Shawn Peter Urbanski

Estimating photosynthetic 13C discrimination in terrestrial CO2 exchange from canopy to regional scales

[1]xa0We determined δ13C values associated with canopy gross and net CO2 fluxes from four U.S. sites sampled between 2001 and 2002. Annual mean, flux-weighted δ13C values of net ecosystem CO2 exchange (NEE) were estimated for four contrasting ecosystems (three forests and one grassland) by analyzing daytime flask measurements collected at the top of canopies. Combining δ13C values associated with respiratory and net (respiration minus photosynthesis) fluxes, we demonstrate a method for estimating whole-canopy photosynthetic discrimination against 13C (ΔA) in terrestrial ecosystems directly from field measurements. This experimental approach offers the possibility of examining interannual variability in ΔA from ecosystem δ13C measurements. Our estimated δ13C values associated with photosynthetic fluxes are in agreement with those measured from foliar organic matter for C3 forests, and are within the range bounded by C3 and C4 grasses in a tallgrass prairie.
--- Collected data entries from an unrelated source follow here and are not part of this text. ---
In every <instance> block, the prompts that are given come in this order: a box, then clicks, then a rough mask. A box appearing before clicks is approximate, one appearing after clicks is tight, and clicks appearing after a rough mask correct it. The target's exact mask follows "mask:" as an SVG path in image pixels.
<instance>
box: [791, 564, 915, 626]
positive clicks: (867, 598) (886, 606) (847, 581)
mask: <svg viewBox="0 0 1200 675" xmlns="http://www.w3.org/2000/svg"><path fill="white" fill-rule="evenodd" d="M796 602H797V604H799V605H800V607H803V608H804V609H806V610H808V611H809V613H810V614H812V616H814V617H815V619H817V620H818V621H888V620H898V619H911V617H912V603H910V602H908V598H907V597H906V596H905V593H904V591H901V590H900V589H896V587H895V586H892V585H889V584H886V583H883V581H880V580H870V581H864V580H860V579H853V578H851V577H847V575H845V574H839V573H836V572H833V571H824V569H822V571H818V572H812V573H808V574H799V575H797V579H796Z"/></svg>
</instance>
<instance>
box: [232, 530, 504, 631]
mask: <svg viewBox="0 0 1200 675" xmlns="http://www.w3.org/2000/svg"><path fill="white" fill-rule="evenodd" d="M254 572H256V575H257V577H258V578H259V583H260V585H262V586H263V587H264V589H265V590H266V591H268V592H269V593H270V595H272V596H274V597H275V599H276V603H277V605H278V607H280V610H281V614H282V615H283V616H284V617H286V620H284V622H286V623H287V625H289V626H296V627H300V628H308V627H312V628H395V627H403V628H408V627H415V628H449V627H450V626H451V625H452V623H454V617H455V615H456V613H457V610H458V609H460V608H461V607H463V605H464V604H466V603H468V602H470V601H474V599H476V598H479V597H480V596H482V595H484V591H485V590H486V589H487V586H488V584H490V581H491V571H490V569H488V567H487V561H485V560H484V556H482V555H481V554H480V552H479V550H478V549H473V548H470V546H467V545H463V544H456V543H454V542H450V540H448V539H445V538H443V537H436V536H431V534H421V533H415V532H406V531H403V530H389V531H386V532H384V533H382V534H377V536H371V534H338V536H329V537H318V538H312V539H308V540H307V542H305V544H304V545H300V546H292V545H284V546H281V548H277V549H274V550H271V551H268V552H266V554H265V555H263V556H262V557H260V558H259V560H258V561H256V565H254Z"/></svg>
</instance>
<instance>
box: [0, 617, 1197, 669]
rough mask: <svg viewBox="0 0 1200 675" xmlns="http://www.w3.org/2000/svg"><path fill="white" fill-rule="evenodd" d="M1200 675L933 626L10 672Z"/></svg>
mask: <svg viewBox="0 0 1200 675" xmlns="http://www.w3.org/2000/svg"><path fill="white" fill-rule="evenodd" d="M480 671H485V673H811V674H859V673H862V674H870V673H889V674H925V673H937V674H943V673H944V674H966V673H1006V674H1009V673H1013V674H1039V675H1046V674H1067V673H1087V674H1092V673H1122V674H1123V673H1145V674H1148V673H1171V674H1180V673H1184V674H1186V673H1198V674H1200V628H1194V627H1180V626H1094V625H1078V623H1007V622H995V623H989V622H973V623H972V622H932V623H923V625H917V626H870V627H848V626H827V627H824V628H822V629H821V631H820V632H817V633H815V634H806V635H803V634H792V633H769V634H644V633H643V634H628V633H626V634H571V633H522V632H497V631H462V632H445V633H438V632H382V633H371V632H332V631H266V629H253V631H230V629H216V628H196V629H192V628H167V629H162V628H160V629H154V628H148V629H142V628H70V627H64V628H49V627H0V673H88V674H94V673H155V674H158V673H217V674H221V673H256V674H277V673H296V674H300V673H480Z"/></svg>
The δ13C associated with NEE fluxes at our C3 forest sites ranges between −27.1 ± 2.7 and −28.3 ± 2.5‰, and is −22.6 ± 4.0‰ at the prairie site. These estimates differ from a previous study, particularly for C3 ecosystems at comparable latitudes. Sensitivity analyses indicate that our estimates of δ13C values of net CO2 fluxes are robust with respect to measurement errors, but can vary depending on the selection of background atmospheric values. Other factors (e.g., drought and sampling footprint) that might have influenced our δ13C measurements and calculations of ΔA are also discussed. Our measurement-based analyses are particularly useful when both latitudinal and longitudinal variations in ΔA are to be considered in the global inversion modeling studies.